It looks like a shell, but it has an octopus and 40,000 eggs in it

It looks like a shell, but it has an octopus and 40,000 eggs in it

Argonauta Argo is not your typical octopus. When a female partakes, she first holds her partner’s detachable, sperm-filled limb inside her. Then she starts making something like a handbag.

She uses the tips of two of her blue-tinted arms to secrete a mineral formula, which she transforms into a wafer-thin basket in the shape of a shell. The structure can grow to nearly 12 inches (30 cm) in length and become home to more than 40,000 embryos. The argonaut octopus crawls into its shell-like bag, traps some air bubbles and uses its buoyancy to float just below the surface of the water in warm oceans around the world.

This egg holder bears such an uncanny resemblance to the hard shells of the Nautiloids, the octopus’s distant relatives, that scientists gave the argonaut the “Paper Nautilus.” But now genetic sequence data reveals that the octopus independently evolved the genes to make its intricate embryonic armor, rather than reusing the DNA it inherited from its shelled ancestors.

These findings set aside some misconceptions among scientists about how cephalopods evolved, he said: Davin Setiamargaa researcher at the National Institute of Technology, Wakayama College in Japan, who shared the new data with colleagues last month in the news Genome biology and evolution.

The last common ancestor of most cephalopods probably had a pearly shell with chambers, not unlike the iconic one carried by the nautilus, a shelled cephalopod that survives to this day. But over millions of years of evolution, gentle cephalopods such as octopuses, cuttlefish and cuttlefish evolved to internalize and shrink that outer shell while adapting to their individual habitats. That’s why when you think of octopus, you think squishy (although there are some exceptions, like ram’s horn squid).

Because the argonaut still carries around a nautilus shell-like structure, it has fueled scientific debate about whether and how an animal can lose such structure over the course of evolution and then regain it. Other researchers initially speculated that argonauts reactivated archaic genes from the mollusk era to form their egg carton. But after sequencing the genome of A. argo from samples collected in the Sea of ​​Japan, the data suggested otherwise. Like their nautilus relatives, scientists found that argonauts have protein-coding genes needed to build what scientists call “true shells,” the kind you find around an oyster. But they use very different genes than the nautilus to make these formations. It means that the shell-like egg carton did not evolve from the ancestral shell, but it is the argonauts’ own evolutionary innovation for a new purpose.
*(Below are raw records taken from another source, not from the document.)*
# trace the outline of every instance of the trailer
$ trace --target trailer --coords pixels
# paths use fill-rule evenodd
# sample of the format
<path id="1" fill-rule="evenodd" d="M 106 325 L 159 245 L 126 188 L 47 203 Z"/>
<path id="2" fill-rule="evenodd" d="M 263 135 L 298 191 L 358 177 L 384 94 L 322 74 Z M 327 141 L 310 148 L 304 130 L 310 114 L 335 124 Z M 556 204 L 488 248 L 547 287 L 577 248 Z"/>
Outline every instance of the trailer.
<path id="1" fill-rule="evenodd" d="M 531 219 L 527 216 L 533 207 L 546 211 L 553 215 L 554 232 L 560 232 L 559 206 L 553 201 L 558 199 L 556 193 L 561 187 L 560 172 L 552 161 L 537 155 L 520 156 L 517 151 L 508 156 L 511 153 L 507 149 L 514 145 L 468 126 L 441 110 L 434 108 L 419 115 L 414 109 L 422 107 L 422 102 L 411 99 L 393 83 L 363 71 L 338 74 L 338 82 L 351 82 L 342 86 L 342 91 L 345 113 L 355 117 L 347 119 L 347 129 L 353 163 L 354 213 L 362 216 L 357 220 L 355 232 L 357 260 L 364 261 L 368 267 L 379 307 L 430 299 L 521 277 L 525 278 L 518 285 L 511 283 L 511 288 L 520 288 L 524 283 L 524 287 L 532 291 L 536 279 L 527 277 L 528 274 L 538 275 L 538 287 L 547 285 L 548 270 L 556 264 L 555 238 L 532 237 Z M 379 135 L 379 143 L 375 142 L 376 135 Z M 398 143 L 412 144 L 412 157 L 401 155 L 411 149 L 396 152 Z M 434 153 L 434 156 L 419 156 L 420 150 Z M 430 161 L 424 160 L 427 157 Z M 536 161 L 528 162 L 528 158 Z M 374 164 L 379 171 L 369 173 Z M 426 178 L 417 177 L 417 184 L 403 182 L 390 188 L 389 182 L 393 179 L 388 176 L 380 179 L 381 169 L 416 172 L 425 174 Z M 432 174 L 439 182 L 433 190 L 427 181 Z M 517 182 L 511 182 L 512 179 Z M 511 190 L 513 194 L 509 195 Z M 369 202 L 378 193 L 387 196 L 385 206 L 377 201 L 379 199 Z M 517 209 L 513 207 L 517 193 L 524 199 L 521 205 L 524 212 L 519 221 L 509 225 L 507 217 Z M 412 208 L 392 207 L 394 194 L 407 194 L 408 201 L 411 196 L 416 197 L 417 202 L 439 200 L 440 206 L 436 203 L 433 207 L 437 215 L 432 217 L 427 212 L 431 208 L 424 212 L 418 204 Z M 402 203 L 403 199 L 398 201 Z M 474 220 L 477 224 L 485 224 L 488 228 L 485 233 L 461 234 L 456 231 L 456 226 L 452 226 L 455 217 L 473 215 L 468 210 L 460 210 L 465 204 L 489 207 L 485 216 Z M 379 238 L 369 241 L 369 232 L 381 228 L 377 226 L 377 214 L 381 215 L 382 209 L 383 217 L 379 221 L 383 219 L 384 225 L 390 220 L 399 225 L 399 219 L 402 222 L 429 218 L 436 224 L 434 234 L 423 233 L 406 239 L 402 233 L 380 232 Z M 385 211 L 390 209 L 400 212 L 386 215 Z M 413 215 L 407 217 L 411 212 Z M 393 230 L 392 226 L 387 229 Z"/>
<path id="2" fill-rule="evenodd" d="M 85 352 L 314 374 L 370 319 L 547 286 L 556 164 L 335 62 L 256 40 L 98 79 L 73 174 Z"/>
“By looking at the genomes, we see that there are many different ways for animals to make biomineralized structures,” said Caroline Albert’s, a researcher at the Marine Biological Laboratory in Massachusetts, who was not involved in this study. “It tells us that evolution can take many different paths to make similar things.”

The findings also spark a debate about whether the argonaut’s egg carton should really be called a shell.

“I mean, look at them,” said Dr. Setiamarga as he held the two structures in front of his face during a video call, highlighting the argonaut’s ship. “Of course they look the same, but it’s very brittle. This is like your crackers, you know, it’s like crackers you put some cheese on.”

Michael Vecchione, a zoologist at the Smithsonian National Museum of Natural History who was not involved in the study, has long argued that it shouldn’t be called a shell “because there’s a big difference in how it’s built.” Other mollusks make their shells with mantle tissue secreted by a gland, said Dr. Vecchione, while the arm tips of A. argo secrete the shell material from the argonaut.

He hopes these new findings will finally convince people to stop calling it a shell and start a rebrand. “It really drives me crazy that people call them ‘paper nautilus,'” said Dr. Vecchione.

Aside from the shell debate, Dr. Setiamarga and colleagues are helping scientists understand more about how argonauts evolved to be pelagic, or to live in open waters, and not bottom dwellers like other octopuses that prefer the depths.

It also has some long-term implications for questions about cephalopodic evolution as a whole, as it fills in some gaps between how the evolution went from the Nautiloids to the modern octopus, according to Masa-aki Yoshidadirector of the Oki Marine Biological Station at Shimane University in Japan, and another author of this study.

dr. Yoshida and Dr. Setiamarga are already working on more research. By mapping this rearrangement in the argonaut’s evolutionary history, “we can say that the octopus is not an alien,” said Dr. Yoshida.